Diante do cenário que se descortina, cumpre reconhecer que a tutela cautelar antecedente à recuperação judicial representa verdadeira tentativa do legislador na criação de novos meios de resolução de conflitos, considerando a dicotomia credor – devedor.
Por consectário lógico, a concessão das benesses vinculadas à antecipação da tutela antecedente à recuperação judicial implica ao devedor o enquadramento em situação específica, ao passo que o instituto não pode ser utilizado como mera forma de se estancar as dívidas mediante a suspensão das execuções individuais, devendo este demonstrar ao judiciário fazer jus à medida.
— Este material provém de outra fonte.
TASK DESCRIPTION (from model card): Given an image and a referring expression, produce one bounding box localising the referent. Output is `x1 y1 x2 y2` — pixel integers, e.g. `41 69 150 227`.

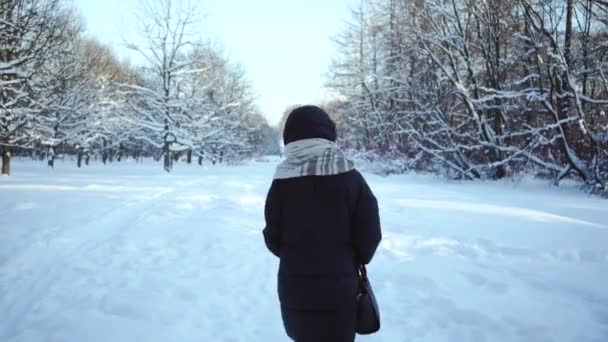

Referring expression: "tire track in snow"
0 180 201 341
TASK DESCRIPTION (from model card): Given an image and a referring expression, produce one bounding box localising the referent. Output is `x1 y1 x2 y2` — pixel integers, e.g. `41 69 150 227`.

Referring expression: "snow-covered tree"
0 0 72 175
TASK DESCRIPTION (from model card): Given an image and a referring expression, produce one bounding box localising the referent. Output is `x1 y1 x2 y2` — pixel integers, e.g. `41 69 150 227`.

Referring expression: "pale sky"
73 0 354 124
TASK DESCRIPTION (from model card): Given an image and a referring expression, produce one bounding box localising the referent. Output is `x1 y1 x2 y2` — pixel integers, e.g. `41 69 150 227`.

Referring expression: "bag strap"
359 265 367 279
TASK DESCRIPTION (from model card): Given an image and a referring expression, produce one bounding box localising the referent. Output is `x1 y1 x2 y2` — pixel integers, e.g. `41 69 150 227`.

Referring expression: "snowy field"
0 161 608 342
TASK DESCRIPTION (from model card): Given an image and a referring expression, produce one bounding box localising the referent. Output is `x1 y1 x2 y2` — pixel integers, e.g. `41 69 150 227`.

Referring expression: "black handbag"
357 266 380 335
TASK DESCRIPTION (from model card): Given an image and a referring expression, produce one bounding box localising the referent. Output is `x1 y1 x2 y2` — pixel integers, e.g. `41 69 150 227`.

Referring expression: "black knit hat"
283 106 337 145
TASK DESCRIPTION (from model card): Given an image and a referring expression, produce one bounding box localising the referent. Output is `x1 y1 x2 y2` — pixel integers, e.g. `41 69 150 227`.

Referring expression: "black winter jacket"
264 170 381 310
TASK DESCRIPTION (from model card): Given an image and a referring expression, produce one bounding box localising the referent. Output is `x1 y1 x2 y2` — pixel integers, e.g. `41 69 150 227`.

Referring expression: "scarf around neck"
274 138 355 179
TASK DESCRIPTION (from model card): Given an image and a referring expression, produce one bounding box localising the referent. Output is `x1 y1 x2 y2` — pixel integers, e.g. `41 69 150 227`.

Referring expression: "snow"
0 160 608 342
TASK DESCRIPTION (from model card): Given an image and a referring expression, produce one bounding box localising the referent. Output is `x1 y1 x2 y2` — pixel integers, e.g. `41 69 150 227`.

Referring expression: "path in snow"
0 162 608 342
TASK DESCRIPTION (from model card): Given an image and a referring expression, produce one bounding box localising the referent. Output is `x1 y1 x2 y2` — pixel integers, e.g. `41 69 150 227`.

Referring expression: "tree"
0 0 71 175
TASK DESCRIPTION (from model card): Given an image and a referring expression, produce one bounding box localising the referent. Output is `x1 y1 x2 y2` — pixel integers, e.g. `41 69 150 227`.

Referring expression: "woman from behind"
264 106 381 342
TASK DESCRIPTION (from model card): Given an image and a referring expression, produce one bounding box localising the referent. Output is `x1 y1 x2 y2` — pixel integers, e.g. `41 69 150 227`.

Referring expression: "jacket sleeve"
353 174 382 265
264 181 283 257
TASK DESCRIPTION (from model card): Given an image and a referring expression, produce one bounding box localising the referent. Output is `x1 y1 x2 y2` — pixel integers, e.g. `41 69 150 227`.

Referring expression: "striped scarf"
274 138 355 179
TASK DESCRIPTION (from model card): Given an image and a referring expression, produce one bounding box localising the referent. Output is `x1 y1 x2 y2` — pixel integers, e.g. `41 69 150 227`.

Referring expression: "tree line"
0 0 277 175
328 0 608 193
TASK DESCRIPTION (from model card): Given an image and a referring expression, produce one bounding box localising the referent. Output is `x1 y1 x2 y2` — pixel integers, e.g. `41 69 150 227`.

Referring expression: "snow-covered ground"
0 161 608 342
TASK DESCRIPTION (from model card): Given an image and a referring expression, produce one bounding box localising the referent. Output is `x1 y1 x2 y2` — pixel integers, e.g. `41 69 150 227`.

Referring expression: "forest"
0 0 278 175
0 0 608 194
328 0 608 193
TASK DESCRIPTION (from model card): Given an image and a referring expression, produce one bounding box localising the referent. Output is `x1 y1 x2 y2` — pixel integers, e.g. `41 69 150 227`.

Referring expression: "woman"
264 106 381 342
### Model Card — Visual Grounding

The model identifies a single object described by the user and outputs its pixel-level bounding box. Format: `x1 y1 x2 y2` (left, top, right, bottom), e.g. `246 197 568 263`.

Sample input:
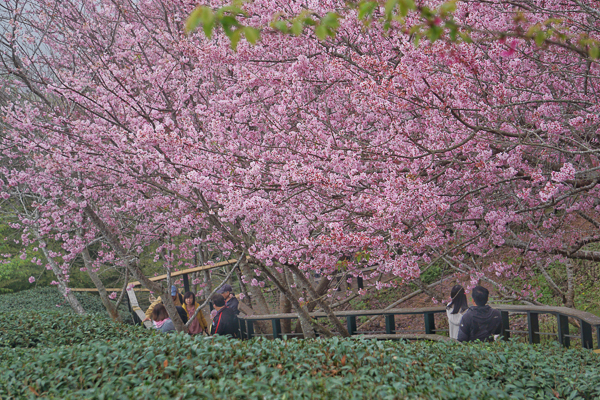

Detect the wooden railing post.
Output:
238 318 248 339
271 319 281 339
346 315 356 336
579 319 594 349
500 311 510 340
527 311 540 343
423 313 435 335
183 274 190 292
385 314 396 335
556 314 571 347
246 319 254 339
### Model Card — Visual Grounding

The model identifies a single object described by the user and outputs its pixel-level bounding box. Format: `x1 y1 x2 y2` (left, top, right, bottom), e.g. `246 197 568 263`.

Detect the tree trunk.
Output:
287 264 350 337
33 229 85 314
240 260 271 315
565 260 575 308
81 247 123 322
251 263 326 339
83 205 185 332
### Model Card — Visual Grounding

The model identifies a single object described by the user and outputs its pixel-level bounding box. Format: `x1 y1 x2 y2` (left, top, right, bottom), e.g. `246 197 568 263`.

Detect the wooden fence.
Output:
239 305 600 349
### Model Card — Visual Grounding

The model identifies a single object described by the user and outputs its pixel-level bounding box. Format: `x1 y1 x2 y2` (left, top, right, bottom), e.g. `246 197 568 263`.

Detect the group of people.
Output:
446 285 502 342
144 284 239 337
144 284 502 342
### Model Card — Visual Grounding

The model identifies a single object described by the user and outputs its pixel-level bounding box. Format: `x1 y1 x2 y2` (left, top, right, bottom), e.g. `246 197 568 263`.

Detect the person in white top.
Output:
446 285 469 339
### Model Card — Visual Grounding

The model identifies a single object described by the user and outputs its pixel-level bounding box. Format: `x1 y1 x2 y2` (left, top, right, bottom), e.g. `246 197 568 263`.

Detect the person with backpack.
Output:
210 293 239 338
183 292 208 335
458 286 502 342
142 285 188 324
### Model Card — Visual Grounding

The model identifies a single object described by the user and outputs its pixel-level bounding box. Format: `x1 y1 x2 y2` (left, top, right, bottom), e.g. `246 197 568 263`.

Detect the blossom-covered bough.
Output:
1 0 600 336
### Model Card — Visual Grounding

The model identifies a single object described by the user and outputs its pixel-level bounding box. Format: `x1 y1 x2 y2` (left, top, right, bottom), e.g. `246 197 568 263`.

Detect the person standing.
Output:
211 293 239 338
183 292 208 335
142 285 187 324
446 285 469 339
152 304 175 333
217 283 240 315
458 286 502 342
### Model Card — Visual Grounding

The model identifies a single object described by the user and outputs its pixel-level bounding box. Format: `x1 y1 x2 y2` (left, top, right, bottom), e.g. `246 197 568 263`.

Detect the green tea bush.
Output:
0 286 106 313
0 310 151 348
0 334 600 400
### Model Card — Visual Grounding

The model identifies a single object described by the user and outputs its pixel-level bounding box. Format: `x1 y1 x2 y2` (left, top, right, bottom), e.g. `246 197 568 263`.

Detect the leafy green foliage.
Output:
185 5 260 50
0 334 600 399
0 311 151 348
0 287 105 314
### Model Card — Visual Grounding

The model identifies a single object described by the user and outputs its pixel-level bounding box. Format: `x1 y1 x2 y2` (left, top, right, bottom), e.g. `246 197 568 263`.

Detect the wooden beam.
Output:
130 258 237 286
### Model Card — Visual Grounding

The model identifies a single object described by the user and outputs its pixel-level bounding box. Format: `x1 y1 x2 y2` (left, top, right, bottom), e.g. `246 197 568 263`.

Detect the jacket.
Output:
183 302 208 330
446 304 467 339
458 305 502 342
146 293 183 318
225 296 240 315
210 306 240 338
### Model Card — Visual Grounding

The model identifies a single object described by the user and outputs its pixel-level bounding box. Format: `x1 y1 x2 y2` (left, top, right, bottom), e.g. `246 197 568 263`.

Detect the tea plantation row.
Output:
0 294 600 400
0 334 600 400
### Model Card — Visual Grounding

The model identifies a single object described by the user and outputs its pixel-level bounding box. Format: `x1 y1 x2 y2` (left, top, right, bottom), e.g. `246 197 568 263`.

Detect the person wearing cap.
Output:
143 285 188 324
217 283 240 315
210 293 240 338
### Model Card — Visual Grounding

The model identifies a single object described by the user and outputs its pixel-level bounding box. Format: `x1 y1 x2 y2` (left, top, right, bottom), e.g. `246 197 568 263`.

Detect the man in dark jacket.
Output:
217 283 240 315
210 293 239 338
458 286 502 342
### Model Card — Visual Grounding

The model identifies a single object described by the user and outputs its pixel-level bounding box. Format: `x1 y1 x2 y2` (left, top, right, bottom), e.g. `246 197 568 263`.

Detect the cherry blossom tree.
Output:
2 0 600 336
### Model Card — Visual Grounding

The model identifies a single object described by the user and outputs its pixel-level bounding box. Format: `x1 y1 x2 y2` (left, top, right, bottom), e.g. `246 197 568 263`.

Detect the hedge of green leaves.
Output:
0 310 151 348
0 334 600 400
0 286 106 313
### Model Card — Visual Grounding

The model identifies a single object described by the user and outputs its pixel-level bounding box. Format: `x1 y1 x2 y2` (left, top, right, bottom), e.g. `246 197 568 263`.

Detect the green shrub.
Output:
0 310 151 348
0 334 600 400
0 286 106 313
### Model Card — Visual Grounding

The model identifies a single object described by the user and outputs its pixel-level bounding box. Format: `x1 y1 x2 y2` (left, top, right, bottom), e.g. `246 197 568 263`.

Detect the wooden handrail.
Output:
130 258 244 286
239 304 600 349
240 304 600 326
69 288 149 292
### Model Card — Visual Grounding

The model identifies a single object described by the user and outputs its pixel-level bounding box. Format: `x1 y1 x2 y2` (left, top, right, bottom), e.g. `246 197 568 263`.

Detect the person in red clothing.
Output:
210 293 240 338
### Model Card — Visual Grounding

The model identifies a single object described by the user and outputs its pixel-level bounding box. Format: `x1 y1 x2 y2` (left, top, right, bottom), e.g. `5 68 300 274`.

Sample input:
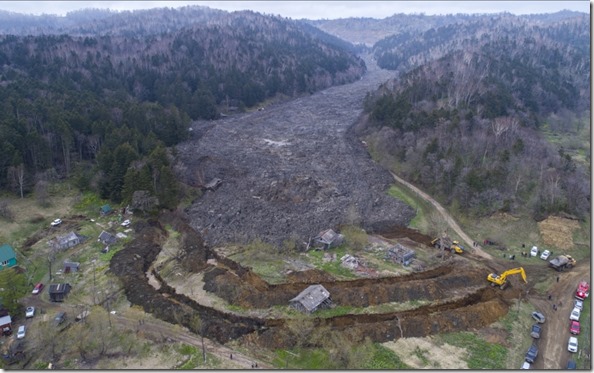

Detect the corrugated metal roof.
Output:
0 244 16 262
290 285 330 312
317 229 338 244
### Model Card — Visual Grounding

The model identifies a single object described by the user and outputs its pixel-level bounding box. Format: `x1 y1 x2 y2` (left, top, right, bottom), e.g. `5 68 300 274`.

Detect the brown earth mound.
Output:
110 212 511 348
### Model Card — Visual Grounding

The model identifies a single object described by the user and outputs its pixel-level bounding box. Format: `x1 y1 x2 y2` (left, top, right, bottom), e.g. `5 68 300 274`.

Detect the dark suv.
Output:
530 324 542 338
54 312 66 326
524 344 538 364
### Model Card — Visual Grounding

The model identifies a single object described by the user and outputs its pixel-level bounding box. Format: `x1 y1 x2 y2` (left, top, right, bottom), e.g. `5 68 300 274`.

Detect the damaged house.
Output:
307 229 344 250
386 244 415 266
289 285 332 313
49 232 87 250
97 231 118 245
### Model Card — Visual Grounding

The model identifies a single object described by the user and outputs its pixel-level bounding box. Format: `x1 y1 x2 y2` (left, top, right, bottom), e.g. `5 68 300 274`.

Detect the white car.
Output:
567 337 577 352
569 308 582 321
17 325 25 343
573 299 584 311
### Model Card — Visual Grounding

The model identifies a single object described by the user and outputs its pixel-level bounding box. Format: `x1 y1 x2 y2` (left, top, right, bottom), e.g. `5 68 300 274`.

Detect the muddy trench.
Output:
110 214 509 348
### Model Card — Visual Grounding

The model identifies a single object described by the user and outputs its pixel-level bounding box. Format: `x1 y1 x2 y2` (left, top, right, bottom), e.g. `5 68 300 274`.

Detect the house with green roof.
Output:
0 244 16 270
99 205 113 216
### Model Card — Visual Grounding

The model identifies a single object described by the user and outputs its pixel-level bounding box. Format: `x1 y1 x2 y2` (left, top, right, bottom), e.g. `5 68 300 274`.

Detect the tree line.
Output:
365 26 591 219
0 11 365 207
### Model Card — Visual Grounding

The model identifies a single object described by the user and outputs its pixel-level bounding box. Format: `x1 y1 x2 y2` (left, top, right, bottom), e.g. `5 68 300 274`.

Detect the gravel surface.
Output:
178 58 414 245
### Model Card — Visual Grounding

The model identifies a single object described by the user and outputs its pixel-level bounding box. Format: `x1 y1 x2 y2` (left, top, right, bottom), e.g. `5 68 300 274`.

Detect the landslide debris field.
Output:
119 59 519 348
178 54 414 246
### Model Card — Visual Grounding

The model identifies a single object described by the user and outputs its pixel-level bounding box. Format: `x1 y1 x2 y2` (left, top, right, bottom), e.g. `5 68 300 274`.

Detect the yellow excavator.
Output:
487 267 528 290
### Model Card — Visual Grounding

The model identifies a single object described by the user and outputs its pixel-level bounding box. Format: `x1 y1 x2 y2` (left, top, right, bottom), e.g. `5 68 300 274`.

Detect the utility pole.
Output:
91 259 97 306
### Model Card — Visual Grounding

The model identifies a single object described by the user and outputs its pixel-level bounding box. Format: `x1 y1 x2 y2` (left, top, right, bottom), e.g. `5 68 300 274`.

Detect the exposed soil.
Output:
538 216 580 250
104 54 577 367
178 53 414 246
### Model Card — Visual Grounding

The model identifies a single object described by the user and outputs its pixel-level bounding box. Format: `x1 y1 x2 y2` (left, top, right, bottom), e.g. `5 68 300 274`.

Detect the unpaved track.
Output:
390 171 493 259
530 264 591 369
112 315 273 369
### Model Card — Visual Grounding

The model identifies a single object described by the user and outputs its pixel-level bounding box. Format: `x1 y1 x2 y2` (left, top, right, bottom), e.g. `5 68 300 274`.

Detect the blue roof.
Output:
0 244 16 262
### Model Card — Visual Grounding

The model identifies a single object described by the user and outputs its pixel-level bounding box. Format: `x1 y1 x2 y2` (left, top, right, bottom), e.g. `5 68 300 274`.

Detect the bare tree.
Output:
0 199 14 221
8 163 25 198
35 180 49 207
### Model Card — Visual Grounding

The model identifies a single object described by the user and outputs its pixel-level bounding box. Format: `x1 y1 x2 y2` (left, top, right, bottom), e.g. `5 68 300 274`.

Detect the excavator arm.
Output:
487 267 528 289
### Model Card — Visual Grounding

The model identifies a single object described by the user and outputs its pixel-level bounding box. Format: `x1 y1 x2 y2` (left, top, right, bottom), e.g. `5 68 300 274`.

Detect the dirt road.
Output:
113 315 273 369
530 258 591 369
390 172 493 259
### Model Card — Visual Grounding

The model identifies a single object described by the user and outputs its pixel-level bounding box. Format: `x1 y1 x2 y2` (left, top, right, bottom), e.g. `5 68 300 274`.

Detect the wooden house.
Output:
49 284 70 302
289 285 332 314
0 244 17 270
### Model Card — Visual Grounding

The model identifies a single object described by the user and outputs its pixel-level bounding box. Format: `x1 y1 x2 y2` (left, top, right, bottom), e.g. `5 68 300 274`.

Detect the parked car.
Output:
569 321 580 335
530 324 542 338
540 250 551 260
17 325 25 339
567 337 577 352
31 282 43 294
54 312 66 326
569 308 582 321
532 311 545 324
524 344 538 364
575 281 590 300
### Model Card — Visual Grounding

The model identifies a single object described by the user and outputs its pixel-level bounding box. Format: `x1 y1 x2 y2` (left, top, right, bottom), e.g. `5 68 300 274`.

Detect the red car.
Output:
569 321 580 334
575 281 590 300
31 282 43 294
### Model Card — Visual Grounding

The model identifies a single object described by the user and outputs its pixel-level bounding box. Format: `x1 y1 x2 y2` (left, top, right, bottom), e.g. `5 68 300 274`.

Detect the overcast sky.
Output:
0 0 590 19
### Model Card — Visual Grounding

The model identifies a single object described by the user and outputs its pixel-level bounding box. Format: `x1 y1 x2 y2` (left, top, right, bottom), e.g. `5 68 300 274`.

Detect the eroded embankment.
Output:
110 214 508 348
204 256 487 308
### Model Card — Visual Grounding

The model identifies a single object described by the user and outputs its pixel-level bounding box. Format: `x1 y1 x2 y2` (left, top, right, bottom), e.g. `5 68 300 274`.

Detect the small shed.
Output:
386 244 415 266
97 231 118 245
308 229 344 250
64 260 80 273
0 244 17 270
49 284 70 302
340 254 360 269
289 285 332 314
99 205 113 216
50 232 86 250
0 315 12 335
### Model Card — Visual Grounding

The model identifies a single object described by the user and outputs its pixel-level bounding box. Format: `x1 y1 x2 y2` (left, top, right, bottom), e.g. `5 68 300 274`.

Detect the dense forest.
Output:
365 13 590 219
0 8 365 207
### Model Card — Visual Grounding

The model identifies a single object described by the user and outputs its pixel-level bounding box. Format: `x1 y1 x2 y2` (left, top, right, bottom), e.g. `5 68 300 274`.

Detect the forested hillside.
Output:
0 8 365 206
308 10 584 46
366 16 590 218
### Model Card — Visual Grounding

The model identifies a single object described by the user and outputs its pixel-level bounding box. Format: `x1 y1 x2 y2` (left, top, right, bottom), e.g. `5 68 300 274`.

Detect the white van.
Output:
530 246 538 256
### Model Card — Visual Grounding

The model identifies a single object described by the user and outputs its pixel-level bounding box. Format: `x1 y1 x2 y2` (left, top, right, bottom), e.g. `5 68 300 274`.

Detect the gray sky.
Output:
0 0 590 19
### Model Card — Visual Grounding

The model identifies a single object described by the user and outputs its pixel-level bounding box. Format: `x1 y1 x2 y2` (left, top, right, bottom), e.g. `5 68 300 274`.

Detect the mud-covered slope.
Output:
178 54 414 245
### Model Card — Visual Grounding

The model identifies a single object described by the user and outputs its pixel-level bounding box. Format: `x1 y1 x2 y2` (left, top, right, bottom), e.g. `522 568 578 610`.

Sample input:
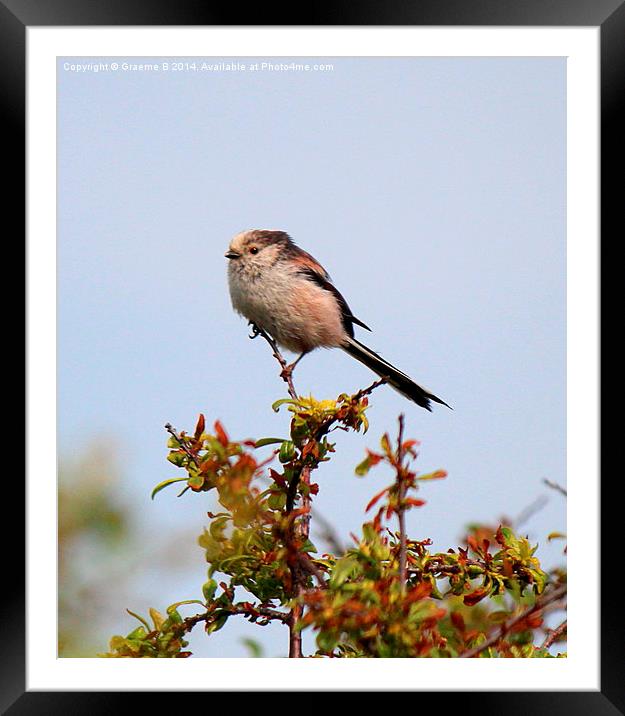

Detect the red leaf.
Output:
194 413 206 440
215 420 230 447
451 612 467 632
365 487 389 512
463 587 490 607
404 497 425 507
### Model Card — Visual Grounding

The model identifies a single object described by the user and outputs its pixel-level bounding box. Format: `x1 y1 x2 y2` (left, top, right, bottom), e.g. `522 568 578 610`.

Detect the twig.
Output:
298 552 328 589
458 584 566 659
312 508 347 557
250 323 298 400
543 477 568 497
397 413 406 591
165 423 199 467
513 495 549 528
182 604 289 632
540 619 567 649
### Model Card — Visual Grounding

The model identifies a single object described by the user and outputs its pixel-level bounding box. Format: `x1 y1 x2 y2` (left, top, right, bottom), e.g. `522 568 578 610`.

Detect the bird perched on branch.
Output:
225 229 449 410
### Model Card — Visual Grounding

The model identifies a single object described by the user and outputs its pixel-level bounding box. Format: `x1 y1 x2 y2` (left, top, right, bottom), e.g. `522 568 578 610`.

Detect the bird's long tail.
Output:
341 338 451 411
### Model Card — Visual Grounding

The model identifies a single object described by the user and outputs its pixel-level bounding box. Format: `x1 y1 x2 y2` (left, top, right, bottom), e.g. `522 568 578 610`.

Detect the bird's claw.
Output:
248 321 260 340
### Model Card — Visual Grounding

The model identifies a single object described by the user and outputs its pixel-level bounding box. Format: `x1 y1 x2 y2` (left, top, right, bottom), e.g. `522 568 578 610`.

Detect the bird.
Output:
224 229 450 411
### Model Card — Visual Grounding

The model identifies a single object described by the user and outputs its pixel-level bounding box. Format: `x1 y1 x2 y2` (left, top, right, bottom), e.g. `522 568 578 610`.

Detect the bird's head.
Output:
225 229 292 268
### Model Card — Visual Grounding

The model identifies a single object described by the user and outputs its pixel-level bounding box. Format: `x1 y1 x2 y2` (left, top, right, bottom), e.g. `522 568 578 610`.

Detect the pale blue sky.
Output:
58 58 566 656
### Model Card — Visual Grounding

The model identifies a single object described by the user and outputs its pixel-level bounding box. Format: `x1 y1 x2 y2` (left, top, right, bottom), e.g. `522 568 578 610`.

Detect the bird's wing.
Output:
300 268 371 338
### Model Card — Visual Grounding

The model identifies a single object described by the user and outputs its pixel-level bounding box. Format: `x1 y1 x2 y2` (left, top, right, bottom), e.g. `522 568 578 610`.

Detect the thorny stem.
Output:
543 477 568 497
540 619 567 649
458 584 566 659
250 332 387 659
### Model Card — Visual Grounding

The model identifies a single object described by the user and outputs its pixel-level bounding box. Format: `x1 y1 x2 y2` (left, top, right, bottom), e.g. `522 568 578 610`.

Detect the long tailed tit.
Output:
225 229 449 410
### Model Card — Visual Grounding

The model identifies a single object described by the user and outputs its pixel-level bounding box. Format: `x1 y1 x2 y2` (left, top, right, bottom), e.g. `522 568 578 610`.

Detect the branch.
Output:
458 584 567 659
250 323 298 400
543 477 568 497
182 604 289 633
540 619 567 649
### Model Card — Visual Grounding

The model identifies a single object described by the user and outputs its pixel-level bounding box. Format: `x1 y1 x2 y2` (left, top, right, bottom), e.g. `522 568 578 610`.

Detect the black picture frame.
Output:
7 0 612 716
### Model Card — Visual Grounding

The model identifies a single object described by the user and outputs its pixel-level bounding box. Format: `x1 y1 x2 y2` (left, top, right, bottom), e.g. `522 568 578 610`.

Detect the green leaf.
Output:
330 554 358 589
271 398 295 413
126 609 150 631
150 607 165 631
167 452 187 467
241 639 263 659
278 440 295 463
202 579 217 602
254 438 284 447
151 477 187 499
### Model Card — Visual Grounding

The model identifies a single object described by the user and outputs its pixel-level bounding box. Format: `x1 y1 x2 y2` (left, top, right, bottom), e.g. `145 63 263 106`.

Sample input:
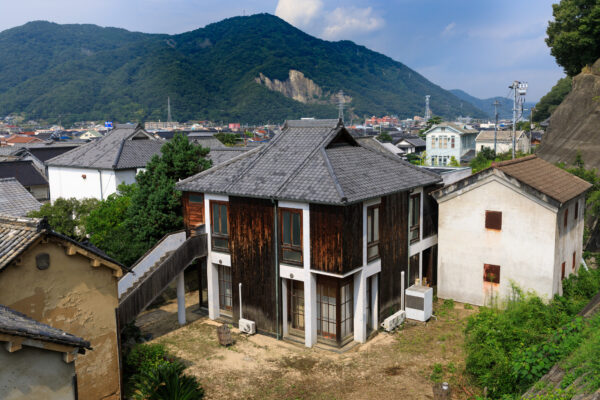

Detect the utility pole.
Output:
492 100 500 156
509 81 527 160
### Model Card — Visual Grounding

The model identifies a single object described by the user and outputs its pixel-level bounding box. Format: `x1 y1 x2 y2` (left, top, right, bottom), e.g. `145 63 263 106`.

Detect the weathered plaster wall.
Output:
438 177 556 305
0 346 76 400
0 239 120 399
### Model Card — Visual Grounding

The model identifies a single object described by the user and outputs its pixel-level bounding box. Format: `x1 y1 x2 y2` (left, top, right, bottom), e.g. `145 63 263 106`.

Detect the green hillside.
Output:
0 14 484 123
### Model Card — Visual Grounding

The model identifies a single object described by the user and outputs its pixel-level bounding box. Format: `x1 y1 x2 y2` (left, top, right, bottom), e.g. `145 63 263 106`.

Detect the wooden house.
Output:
177 120 441 347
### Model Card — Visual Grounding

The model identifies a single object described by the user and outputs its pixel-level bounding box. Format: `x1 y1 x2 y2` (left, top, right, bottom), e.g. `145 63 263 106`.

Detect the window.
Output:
409 193 421 243
279 208 302 265
218 265 233 313
485 211 502 231
210 201 229 252
317 275 354 343
367 204 379 261
483 264 500 284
Desta feita, é fácil concluir que medidas que propiciem negociações antecipadas à própria Recuperação Judicial ou Extrajudicial tendem a andar em compasso com os dados que já conhecemos de sucesso dos procedimentos, uma vez, é claro, por meio da boa utilização da norma jurídica e dos mecanismos que esta oferece ao devedor em crise.
1. SCALZILLI, João Pedro; SPINELLI, Luís Felipe; TELLECHEA, Rodrigo. História do direito falimentar: da execução pessoal à preservação da empresa. São Paulo: Almedina, 2018.
2. https://www.planalto.gov.br/ccivil_03/_ato2015/2018/2015/lei/l13140.htm… Acesso em 20/06/2024.
3. https://www.planalto.gov.br/ccivil_03/_ato2004/2006/2005/lei/l11101.html. Acesso em: 20/06/2024.
4. Tutela Cautelar Antecedente nº 0825437-65.2024.8.19.0001. 1ª Vara Empresarial da Comarca da Capital/RJ, 06/03/2024.
5. BEZERRA FILHO, Manoel Justino. Lei de recuperação de empresas e falência: Lei 11.101/2005: comentada artigo por artigo. 16 ed. São Paulo: Thomson Reuters Brasil, 2022.